How to Reduce Uric Acid
- Eat a mostly plant-based, high fiber, high color diet. It’s better for you and your bacteria.
- Limit fruit and do NOT drink fruit juice as it’s a concentrated form of fructose. I stopped buying green drinks at the grocery store because they contain fruit juices to make it palatable to most of us. If you drink juice, stick to vegetable juice only (which is hard to find).

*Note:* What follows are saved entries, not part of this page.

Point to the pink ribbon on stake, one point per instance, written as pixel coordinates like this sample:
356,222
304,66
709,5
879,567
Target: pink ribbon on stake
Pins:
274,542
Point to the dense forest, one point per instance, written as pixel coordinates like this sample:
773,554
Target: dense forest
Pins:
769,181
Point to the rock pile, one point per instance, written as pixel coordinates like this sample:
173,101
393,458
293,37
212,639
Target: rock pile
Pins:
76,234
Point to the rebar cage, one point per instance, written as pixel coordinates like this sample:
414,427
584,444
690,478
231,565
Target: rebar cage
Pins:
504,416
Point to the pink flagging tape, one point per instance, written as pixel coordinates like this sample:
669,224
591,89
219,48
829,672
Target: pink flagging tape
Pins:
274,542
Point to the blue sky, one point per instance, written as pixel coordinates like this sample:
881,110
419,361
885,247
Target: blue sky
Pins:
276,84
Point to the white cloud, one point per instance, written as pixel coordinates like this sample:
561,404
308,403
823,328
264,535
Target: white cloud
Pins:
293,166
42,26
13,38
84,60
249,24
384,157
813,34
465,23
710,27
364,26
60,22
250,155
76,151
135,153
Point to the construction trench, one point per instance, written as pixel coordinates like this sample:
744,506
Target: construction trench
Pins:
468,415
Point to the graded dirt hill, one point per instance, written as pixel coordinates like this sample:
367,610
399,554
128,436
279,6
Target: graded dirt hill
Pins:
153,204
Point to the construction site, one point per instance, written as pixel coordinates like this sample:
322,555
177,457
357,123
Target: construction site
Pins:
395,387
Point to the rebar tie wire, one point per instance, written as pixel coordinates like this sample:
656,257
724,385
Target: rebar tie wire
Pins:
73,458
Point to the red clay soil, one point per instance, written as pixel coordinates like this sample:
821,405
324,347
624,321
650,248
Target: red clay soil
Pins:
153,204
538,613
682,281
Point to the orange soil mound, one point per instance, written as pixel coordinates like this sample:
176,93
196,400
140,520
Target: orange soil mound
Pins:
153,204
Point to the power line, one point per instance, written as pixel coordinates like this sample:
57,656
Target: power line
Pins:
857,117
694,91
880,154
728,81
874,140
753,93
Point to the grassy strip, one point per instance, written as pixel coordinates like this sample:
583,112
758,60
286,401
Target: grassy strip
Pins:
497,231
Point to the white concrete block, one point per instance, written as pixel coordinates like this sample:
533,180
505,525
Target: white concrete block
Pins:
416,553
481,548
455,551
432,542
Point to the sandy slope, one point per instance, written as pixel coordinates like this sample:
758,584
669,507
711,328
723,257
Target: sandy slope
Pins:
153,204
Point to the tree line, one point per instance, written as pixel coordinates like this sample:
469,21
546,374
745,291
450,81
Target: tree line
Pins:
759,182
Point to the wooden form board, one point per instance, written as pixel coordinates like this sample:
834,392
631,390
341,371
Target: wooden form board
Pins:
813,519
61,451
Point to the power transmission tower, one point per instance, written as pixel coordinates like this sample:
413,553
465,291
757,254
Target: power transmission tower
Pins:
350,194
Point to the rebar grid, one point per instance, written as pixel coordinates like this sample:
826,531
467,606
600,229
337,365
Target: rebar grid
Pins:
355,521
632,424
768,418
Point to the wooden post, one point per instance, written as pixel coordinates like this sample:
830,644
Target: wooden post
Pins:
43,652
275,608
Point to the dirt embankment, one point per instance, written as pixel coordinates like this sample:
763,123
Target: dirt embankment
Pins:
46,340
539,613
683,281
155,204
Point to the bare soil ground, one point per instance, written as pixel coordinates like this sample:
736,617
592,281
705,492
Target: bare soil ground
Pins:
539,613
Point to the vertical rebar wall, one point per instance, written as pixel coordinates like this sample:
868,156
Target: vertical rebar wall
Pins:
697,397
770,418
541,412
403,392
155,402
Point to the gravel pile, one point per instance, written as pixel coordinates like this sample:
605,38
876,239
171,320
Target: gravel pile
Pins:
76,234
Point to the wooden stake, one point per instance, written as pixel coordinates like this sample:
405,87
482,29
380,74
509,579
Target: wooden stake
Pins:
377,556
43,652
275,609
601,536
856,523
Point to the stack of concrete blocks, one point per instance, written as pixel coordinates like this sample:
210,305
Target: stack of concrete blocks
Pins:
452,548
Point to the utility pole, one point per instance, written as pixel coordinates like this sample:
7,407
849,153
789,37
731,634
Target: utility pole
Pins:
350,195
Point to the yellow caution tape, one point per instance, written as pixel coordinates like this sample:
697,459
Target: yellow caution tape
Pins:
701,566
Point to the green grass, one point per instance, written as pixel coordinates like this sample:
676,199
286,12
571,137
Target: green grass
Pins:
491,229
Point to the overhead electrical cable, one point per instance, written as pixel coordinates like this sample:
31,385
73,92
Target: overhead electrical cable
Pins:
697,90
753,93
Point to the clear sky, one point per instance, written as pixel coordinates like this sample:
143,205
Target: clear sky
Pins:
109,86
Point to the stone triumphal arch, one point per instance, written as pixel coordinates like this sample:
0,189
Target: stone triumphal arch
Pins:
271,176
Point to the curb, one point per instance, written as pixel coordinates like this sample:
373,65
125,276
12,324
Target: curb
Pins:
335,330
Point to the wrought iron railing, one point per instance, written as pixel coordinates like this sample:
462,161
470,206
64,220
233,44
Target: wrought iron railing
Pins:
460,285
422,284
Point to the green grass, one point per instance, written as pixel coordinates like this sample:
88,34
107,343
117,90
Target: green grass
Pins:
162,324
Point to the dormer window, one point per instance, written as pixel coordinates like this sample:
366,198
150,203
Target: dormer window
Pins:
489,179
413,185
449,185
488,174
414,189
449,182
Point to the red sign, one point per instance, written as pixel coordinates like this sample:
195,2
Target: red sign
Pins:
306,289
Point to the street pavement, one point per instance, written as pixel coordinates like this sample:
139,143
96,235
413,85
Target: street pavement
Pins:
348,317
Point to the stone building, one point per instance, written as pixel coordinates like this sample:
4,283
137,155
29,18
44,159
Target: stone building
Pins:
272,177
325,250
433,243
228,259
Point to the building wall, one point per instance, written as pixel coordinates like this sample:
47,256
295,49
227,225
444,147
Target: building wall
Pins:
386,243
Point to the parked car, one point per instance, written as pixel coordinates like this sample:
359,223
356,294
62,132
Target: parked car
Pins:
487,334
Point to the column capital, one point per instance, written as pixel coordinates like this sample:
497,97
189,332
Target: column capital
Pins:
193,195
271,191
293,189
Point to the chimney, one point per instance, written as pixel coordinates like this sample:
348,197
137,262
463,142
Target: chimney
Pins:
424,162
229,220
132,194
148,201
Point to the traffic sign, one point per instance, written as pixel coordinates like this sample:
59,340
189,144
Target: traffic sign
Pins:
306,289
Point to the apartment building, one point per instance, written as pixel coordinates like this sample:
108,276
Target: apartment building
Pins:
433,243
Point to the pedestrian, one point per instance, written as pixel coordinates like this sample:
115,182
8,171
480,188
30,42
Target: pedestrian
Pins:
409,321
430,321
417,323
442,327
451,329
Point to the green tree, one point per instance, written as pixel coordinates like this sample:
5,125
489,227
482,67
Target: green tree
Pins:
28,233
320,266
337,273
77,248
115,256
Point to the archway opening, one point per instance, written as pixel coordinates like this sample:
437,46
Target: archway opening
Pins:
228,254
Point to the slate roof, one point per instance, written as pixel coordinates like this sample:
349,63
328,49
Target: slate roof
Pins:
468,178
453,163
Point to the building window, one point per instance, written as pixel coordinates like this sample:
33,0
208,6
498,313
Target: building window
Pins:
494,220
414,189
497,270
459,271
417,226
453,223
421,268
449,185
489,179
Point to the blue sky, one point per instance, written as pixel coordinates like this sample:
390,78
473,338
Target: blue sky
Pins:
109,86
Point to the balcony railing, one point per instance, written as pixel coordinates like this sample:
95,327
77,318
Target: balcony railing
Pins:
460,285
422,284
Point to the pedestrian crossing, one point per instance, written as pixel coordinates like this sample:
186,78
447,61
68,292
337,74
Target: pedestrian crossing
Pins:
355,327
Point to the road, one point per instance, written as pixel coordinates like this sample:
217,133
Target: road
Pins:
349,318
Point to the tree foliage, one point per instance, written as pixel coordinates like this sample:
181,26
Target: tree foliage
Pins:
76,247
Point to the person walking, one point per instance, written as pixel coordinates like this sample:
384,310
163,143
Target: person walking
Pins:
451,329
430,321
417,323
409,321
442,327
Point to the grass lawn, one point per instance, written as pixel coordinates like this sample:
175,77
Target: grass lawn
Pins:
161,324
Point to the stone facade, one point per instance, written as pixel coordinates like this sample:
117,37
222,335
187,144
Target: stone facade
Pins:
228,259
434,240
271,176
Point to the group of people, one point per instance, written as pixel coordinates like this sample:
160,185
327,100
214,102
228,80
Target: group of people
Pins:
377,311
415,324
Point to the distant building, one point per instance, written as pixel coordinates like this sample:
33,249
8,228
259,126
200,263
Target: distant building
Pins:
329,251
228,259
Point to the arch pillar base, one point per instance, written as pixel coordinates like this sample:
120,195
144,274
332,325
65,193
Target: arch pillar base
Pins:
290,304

- Shellfish, anchovies and organ meats are rich sources of purine – it’s hard to eat a pound of anchovies in one sitting so no worries as long as everything is enjoyed in moderation.
- Alcohol, especially BEER, should be avoided except for an occasional glass of wine (and I mean occasional, not every other day occasional!)
- Coffee is a great drink for lowering uric acid.
- Vegetables like broccoli have higher levels of purine BUT it is rich in fiber, bioflavonoids and vitamin C so enjoy to your heart’s content.
- Minimize consumption of refined grains like flour – flour elevates insulin and this increases uric acid by inhibiting its excretion in the kidneys.
- Supplements that Dr. Perlmutter suggests to lower uric acid include:
- Quercetin (500mg/day) is a powerful antioxidant, anti-inflammatory bioflavonoid and is present in foods like onions.
- Vitamin C (1000mg/day) aids in the excretion of uric acid.
- Luteolin (100 mg/day) also lowers uric acid and is on par with the gout drug allopurinol!
- DHA (1000mg/day) present in fish oil offsets the damage of uric acid.
- Tart cherry extract can also bring down uric acid.
It has been estimated that 25% of the western world has elevated uric acid so it’s important to get our levels checked so we’re not part of this statistic.